Can the obese now expect an apology from the medical profession?

Western medicine has a long history of blaming the victims of illness for their illness, attributing moral and character defects to the ill – eg, those suffering from cholera (before the mid 19th century), from physical addictions (until the mid 20th century), and from stomach ulcers (until the discovery of Helicobacter Pylori in 1982).   The most recent morality campaign waged by the medical profession has been against the obese, who are assumed by many medical practitioners to be lazy, weak-willed, or worse.  The medical professions urge the over-weight to diet and to exercise, and they even restrict treatment in some cases to people who are not obese.  Never mind that the scientific evidence for the relationship between regular exercise and appetite is weak, and suggests in any case that the former increases the latter: so that, if anything, more exercise is likely to lead to increased weight, not to reduce it.  
Now, science tells us that appetite – and hence obesity – may also be a function of one’s genes, as this article in tomorrow’s SMH reports

SOME of the children were so fat they had been listed on the British social services ”at risk” register because it was assumed their parents were abusing them with deliberate overfeeding.
”In one case, one of the children had been taken into care,” said Stephen O’Rahilly, a world expert on the genetics of obesity at the University of Cambridge.

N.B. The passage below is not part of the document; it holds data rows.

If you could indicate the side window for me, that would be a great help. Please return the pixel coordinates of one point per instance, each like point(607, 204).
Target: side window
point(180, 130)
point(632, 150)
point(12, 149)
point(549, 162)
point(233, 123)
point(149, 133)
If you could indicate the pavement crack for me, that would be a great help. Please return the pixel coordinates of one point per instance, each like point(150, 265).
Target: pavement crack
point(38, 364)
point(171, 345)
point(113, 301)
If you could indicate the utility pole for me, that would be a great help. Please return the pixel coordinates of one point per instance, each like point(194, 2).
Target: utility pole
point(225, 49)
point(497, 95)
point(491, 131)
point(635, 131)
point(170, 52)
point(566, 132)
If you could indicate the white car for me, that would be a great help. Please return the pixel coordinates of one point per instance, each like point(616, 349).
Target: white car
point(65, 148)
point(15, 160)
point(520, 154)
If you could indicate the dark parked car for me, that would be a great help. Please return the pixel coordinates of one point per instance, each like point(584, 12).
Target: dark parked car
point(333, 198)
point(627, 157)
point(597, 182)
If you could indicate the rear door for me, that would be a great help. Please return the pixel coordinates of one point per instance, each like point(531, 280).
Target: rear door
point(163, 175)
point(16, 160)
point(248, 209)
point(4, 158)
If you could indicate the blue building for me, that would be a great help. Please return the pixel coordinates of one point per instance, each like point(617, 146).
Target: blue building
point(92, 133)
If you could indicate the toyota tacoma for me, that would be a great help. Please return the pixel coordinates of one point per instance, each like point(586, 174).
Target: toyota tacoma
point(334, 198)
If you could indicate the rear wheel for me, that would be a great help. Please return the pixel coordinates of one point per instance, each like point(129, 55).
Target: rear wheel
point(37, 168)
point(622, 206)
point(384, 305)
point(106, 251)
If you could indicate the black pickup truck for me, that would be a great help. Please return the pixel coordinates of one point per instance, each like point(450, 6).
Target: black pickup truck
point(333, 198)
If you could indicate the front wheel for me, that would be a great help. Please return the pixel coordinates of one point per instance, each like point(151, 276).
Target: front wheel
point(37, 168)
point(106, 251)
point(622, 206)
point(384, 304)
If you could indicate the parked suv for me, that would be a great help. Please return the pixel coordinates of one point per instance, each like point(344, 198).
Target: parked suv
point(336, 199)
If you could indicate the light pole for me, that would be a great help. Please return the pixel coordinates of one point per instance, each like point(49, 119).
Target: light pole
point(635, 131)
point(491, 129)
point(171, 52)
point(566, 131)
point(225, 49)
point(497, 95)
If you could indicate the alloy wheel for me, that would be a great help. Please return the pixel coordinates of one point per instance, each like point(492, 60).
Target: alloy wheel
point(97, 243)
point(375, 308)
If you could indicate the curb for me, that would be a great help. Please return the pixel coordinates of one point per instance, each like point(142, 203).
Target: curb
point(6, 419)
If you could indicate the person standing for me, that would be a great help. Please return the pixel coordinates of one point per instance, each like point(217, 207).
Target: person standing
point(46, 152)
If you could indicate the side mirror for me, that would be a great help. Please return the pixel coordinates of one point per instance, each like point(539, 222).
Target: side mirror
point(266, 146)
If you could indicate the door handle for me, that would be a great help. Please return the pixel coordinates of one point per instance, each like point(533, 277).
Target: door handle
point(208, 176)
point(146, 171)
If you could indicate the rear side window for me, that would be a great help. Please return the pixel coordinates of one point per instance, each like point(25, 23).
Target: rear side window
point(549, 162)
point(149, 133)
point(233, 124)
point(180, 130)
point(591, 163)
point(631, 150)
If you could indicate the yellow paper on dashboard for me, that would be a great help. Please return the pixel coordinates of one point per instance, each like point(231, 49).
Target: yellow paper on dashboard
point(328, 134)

But then his research team discovered the problem. The obese children had a section of DNA missing in their genetic code – a fault that produced a very strong drive to eat.

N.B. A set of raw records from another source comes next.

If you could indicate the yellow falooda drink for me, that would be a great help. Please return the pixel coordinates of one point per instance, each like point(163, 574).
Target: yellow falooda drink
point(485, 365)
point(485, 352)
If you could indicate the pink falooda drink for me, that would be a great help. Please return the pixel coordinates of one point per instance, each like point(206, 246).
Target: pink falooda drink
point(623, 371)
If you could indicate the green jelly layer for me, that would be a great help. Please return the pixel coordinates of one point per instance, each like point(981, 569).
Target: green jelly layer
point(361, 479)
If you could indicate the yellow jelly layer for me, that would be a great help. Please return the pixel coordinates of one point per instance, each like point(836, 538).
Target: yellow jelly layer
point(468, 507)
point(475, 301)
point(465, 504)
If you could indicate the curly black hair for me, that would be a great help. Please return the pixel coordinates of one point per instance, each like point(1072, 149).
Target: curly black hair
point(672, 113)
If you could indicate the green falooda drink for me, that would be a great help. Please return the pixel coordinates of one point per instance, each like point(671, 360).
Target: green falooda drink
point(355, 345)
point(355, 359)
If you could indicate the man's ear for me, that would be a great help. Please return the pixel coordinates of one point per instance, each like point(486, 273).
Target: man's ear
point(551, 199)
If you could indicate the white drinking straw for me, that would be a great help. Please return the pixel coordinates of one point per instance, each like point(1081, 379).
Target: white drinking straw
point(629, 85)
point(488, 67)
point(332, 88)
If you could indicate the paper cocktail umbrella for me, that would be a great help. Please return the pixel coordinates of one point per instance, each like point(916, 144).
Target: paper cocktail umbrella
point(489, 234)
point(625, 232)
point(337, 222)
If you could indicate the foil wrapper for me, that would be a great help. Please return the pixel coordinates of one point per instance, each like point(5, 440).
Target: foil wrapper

”They are very hungry children and very hard to keep healthy,” said Professor O’Rahilly, who will give a public lecture at the Garvan Institute in Sydney on Tuesday titled My Genes Made me Eat That.

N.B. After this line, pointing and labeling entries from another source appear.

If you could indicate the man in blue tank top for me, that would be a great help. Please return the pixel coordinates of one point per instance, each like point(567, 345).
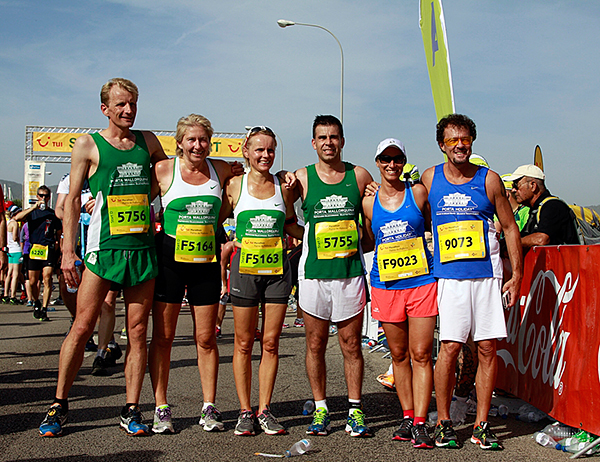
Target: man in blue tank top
point(464, 198)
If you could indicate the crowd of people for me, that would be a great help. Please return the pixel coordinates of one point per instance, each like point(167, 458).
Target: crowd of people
point(109, 244)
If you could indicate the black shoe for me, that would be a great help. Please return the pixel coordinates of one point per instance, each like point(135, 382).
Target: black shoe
point(91, 345)
point(99, 367)
point(404, 432)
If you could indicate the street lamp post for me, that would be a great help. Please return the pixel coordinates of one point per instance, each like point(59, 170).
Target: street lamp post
point(285, 23)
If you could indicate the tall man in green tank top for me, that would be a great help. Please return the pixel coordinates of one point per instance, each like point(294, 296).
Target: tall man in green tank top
point(120, 249)
point(331, 272)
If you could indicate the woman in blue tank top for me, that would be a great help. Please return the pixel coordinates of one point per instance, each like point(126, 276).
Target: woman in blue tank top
point(403, 296)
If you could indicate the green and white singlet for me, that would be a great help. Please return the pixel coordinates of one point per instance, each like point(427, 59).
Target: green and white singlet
point(190, 214)
point(331, 247)
point(121, 186)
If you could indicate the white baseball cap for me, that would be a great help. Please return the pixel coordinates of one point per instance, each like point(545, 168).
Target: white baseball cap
point(529, 170)
point(387, 143)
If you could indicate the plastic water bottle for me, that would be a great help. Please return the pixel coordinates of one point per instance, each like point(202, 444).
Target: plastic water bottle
point(503, 411)
point(558, 431)
point(70, 289)
point(309, 407)
point(298, 448)
point(545, 440)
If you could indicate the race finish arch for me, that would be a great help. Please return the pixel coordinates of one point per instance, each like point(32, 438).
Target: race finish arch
point(54, 145)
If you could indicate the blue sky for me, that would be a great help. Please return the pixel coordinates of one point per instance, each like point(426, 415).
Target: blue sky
point(525, 71)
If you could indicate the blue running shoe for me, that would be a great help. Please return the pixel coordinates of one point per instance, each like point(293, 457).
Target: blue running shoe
point(54, 421)
point(132, 422)
point(355, 425)
point(321, 424)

The research, published this week in the journal Nature, is the latest discovery in understanding better why some people are more likely than others to become overweight and obese.
A food-on-tap environment had contributed to the obesity epidemic but telling people to eat less and exercise more would not solve it, he said, when about 70 per cent of body size and shape was determined by genetic inheritance.
”There is a general assumption that staying thin means you are a more clever or morally superior person and that you’ve resisted this obesagenic influence consciously.”
But it took much more self-control for an obese person to lose weight and maintain it than for a genetically lean person, he said.
Professor O’Rahilly’s team found the first genetic fault linked to childhood obesity more than a decade ago and showed that giving children the protein they lacked, leptin, led to weight loss.
While big genetic mistakes such as this were responsible for a small number of cases, for most overweight and obese people it was the result of a combination of many genetic variations with small effects, he said.
More than 60 of these variations have been identified and most appear to be active in the brain and to influence hunger, appetite and and satiety.
”Some of these genes will be affecting your weight by only a pound,” Professor O’Rahilly said.
. . .  
Professor O’Rahilly said obesity should be regarded as a ”heritable neuro-behavioural disorder” and he hoped genetic research would lead to new treatments which, with societal and lifestyle changes, would make it as manageable as blood pressure.